Ses zones d'ombre ensuite — ce que vous deviniez derrière l'apparence lumineuse, ce qu'il vous fallait découvrir en épiant, questionnant, l'homme qu'il était réellement et non pas celui qu'il désirait paraître, l'être faillible avec ses perversions — qu'il cachait, ses désirs — qu'il réprouvait —, ses emportements — qu'il contrôlait -, ses fêlures — et quelles fêlures! -, ses pulsions qui s'opposaient à son exceptionnelle probité. Eh oui, venons-y, puisque vous me demandez de vous parler de lui. De son intégrité morale. De son sens du devoir et de la loyauté. De ses préoccupations déontologiques — toutes ces prétentions humaines devenues caduques sitôt qu'il avait franchi le seuil de sa maison. Professionnellement irréprochable. Ancien chef du service d'urologie dans un grand hôpital parisien, pionnier de la médecine humanitaire, conseiller à l'ordre des Médecins — il jugeait ses semblables! — eh bien, c'est lui, le champion de la morale, le bon père de famille, le médecin respecté, lui qui refusait de faire payer ses patients les plus démunis, réglait toujours la note au restaurant, partait plusieurs fois par an en mission humanitaire à Groznyï, Gaza ou Mogadiscio, c'est lui qui, un matin d'octobre 1992, fit cohabiter sous le même toit sa famille légitime — ma mère, mon frère, ma sœur et moi — et l'autre, famille que l'amour clandestin avait greffée, composée d'une jeune Russe de vingt-deux ans et de l'enfant qu'il avait eu avec elle.

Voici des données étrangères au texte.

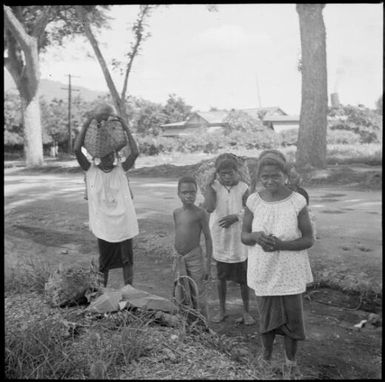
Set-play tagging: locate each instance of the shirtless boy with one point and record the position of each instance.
(190, 222)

Avec un père pareil, vous comprenez que la morale est une affaire personnelle et que chacun est libre d'en donner la lecture qu'il souhaite. Interprétation souple lorsqu'il s'agissait de lui et littérale pour les autres. Que mon frère — qui avait treize ans à l'époque des faits — passât la nuit chez sa petite amie relevait du scandale mais qu'il installât sa jeune maîtresse et son enfant dans notre maison ne heurtait pas sa conscience. Félix Faure retrouvé mort dans le lit de sa maîtresse — ça le choquait. Bill Clinton réglant les grandes questions internationales pendant qu'une stagiaire rémunérée par la Maison Blanche lui faisait une fellation — ça l'affligeait. Il était pareil à ces sénateurs américains ultraconservateurs dénonçant publiquement des comportements qu'ils n'hésitaient pas à adopter en privé. Les circonstances atténuantes, il les accordait avec parcimonie. Le jour de l'enterrement de François Mitterrand, devant son téléviseur, il avait lâché ces mots : « tout cela était finalement très digne », sur un ton qui trahissait toutes les certitudes bourgeoises dont il avait tenté en vain d'imprégner nos esprits rétifs. Qu'est-ce qui était digne? La cérémonie funèbre, l'officialisation médiatique d'une double vie dont seuls quelques initiés étaient informés, les visages pâles des deux femmes aimantes qui s'étaient partagé les faveurs d'un homme ou fallait-il traquer plus loin la dignité, derrière le courage d'un chef d'Etat affaibli par la maladie, qui avait choisi, mais un peu tard, d'assumer deux vies (et peut-être même trois ou quatre), concomitamment? Et il allait nous faire rejouer cela à sa mort? Il anticipait le moment des adieux dans l'espoir de trouver une solution à la débâcle qu'était sa vie privée, dans l'intention aussi d'apaiser sa conscience : les conséquences juridiques de l'existence d'un enfant adultérin, il pouvait les prévoir; pas les répercussions morales sur ses proches. Et c'est là qu'il prenait toute la mesure de sa faiblesse : cette morale qu'il avait distillée à tous de son vivant lui serait renvoyée poste restante.